そう言うと理沙ちゃんもわたしと知香ちゃんの手をまた上から握り

『わたしも!!』

と大泣きしながら言った。

理沙ちゃん・・・鼻水・・・

でも鼻水も涙も流した理沙ちゃんはいい顔してた気がする。



知香ちゃんはもっと大泣きしながらありがとう。と何度も言っていた。

そして改めて思った。

2人はやっぱり自慢の姉だと。



相手のことをまず考える知香ちゃん。

知香ちゃんのことを考えすぎて大泣きしてしまう理沙ちゃん。

そんな2人が改めて大好きだと思った。



そして知香ちゃんの彼氏が今、のうのうと奥さんと生活をしていると思うと無性に腹が立った。
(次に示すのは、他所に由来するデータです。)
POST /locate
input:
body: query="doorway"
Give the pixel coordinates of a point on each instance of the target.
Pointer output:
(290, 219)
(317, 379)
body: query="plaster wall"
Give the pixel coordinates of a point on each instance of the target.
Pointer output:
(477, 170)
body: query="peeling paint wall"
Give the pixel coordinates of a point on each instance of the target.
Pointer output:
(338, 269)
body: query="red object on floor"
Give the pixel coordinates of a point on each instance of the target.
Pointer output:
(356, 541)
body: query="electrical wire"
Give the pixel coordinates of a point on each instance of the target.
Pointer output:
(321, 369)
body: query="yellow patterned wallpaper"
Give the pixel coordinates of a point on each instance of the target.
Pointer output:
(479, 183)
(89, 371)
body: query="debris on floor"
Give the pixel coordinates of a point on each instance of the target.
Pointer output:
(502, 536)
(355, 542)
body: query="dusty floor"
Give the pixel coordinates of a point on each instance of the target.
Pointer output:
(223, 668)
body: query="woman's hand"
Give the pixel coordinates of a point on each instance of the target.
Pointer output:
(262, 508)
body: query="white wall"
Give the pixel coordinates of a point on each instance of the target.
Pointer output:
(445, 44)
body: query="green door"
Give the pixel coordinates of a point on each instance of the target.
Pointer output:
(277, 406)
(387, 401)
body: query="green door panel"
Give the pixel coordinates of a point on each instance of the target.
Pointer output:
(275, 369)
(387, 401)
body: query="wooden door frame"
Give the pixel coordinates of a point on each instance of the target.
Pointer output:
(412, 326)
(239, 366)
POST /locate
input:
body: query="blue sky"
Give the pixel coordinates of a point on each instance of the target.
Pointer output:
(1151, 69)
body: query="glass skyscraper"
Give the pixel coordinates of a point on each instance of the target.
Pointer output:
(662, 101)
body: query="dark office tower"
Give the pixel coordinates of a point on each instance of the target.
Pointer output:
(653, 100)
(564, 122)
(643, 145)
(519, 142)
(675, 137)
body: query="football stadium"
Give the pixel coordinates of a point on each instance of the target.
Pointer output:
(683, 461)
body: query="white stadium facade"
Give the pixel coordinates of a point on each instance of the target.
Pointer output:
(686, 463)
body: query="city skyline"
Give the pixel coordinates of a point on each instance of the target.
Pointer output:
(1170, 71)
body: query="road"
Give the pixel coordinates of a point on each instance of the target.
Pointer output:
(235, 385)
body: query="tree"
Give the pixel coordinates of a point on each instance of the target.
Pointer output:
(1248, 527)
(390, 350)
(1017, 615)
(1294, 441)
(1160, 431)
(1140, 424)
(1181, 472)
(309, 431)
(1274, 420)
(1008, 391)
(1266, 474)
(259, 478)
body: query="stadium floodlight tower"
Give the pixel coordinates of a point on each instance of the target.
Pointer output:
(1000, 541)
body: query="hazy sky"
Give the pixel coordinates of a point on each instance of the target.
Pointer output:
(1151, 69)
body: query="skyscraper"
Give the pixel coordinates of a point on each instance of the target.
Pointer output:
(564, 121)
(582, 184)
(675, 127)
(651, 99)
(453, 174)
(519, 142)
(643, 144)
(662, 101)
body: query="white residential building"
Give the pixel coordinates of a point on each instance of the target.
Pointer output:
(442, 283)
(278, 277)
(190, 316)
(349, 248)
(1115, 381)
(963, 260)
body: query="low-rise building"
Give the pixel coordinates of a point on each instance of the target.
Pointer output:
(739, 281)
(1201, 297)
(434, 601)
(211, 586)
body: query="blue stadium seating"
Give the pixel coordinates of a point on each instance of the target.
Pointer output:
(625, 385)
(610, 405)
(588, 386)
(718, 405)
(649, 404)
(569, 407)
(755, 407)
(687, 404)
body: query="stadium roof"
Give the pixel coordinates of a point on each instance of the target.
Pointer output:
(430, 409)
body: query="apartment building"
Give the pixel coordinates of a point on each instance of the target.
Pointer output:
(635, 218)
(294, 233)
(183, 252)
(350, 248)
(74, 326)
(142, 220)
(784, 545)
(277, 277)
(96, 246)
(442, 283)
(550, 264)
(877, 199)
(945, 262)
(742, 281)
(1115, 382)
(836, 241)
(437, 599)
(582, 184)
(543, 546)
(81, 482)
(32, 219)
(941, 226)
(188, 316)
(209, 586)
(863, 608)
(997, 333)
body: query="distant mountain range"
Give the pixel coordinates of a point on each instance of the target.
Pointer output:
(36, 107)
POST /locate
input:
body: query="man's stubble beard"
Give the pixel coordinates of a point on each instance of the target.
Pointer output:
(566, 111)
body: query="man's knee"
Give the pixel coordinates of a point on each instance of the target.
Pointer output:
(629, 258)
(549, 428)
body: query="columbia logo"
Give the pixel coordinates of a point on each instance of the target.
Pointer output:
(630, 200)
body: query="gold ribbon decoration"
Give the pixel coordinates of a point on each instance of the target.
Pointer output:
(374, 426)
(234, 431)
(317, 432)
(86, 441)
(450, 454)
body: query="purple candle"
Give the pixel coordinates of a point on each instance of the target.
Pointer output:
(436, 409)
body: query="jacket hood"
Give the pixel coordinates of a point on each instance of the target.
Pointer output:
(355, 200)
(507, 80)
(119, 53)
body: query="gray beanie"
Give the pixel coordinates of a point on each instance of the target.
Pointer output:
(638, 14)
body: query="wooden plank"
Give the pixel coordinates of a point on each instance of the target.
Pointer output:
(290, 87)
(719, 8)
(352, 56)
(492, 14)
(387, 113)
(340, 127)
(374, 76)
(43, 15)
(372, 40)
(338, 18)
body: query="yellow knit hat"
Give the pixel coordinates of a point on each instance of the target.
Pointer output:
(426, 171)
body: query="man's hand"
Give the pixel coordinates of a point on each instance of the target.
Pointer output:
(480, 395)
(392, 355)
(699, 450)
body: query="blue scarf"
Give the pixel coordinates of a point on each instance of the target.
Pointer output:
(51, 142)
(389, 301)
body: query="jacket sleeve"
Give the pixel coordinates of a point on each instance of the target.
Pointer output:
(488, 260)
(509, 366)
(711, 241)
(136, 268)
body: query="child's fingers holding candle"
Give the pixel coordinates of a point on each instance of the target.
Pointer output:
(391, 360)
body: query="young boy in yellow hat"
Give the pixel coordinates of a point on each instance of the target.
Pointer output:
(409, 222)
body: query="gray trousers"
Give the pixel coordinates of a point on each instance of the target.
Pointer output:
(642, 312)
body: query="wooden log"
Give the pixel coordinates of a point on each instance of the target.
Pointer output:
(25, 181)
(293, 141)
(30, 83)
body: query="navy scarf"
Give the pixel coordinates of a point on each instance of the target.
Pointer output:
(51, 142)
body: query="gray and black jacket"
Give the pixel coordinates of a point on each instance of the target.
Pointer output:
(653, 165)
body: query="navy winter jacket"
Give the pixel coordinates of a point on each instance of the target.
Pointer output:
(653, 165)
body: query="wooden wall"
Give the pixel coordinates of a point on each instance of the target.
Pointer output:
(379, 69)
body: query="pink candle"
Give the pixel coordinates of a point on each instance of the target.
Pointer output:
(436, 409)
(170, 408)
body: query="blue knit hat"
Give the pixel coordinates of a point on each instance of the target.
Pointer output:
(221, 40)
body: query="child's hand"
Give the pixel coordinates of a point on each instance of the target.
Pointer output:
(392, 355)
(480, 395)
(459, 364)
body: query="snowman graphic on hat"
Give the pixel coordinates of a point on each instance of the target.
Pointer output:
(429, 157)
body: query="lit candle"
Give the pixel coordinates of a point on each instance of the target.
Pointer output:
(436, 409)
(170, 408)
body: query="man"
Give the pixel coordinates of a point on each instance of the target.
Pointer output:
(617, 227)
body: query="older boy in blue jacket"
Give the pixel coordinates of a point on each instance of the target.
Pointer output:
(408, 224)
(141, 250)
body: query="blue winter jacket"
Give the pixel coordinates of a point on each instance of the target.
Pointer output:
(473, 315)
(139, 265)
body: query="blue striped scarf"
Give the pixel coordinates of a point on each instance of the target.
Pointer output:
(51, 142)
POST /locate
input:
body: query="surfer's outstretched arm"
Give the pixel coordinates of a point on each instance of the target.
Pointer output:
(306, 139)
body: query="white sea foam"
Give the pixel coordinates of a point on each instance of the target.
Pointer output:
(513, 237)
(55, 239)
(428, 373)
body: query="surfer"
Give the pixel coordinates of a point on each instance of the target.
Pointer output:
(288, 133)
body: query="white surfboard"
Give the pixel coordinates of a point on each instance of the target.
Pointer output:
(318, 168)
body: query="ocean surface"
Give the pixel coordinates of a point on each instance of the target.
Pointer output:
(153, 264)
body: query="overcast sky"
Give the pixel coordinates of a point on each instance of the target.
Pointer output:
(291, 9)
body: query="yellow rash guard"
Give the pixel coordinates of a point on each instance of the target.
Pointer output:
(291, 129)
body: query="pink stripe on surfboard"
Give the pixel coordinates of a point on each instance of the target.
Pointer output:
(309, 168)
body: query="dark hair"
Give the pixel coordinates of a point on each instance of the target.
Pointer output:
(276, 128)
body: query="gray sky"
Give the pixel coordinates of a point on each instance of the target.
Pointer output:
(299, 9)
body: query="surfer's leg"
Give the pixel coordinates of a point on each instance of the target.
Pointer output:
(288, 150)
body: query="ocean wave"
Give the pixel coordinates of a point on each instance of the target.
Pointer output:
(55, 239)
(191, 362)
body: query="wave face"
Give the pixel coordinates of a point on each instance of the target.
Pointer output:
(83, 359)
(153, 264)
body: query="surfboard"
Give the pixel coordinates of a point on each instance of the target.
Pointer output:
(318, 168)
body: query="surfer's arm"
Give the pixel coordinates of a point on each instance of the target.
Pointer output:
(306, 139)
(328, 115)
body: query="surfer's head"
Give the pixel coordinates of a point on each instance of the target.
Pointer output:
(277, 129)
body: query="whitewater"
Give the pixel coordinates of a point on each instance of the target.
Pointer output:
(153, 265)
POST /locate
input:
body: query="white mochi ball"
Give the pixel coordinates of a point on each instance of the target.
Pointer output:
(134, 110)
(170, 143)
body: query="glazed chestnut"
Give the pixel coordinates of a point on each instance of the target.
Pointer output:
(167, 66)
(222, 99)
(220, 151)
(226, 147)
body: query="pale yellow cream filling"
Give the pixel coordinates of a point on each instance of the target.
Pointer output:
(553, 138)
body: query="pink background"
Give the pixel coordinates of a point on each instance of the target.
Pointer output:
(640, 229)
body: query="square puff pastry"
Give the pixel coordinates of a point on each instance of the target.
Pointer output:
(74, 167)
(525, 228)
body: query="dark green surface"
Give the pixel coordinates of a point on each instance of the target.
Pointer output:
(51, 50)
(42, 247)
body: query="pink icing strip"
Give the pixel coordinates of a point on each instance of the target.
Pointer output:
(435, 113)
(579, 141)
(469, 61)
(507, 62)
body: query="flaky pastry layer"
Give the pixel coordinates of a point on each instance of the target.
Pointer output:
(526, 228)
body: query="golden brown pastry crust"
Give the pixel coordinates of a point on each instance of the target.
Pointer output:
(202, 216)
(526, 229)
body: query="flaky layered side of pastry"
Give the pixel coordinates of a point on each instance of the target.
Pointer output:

あまりにイライラしたわたしはこの状態を変えようと思い、話題を変えてみた。


『あのね、わたしバイト先の原口さんと付き合うことになったから。』

とボソッと言った。

その瞬間、弱々しかった知香ちゃんの目つき、大泣きしていた理沙ちゃんの目つきが変わった。



2人はさすが姉妹、同時に

『はぁ!?』

と大声で言った。

わたしはそれに笑いながら

『いいでしょ、イケメンの彼氏。しかもバリ優しいよ。』

憎たらしく言うと理沙ちゃんがその瞬間わたしの首を軽く絞めながらわたしの頭を何度も頭を振り

『ずるい、ずるい!!純と交換して!!』

と笑いながら言っていた。


純くん・・かわいそ。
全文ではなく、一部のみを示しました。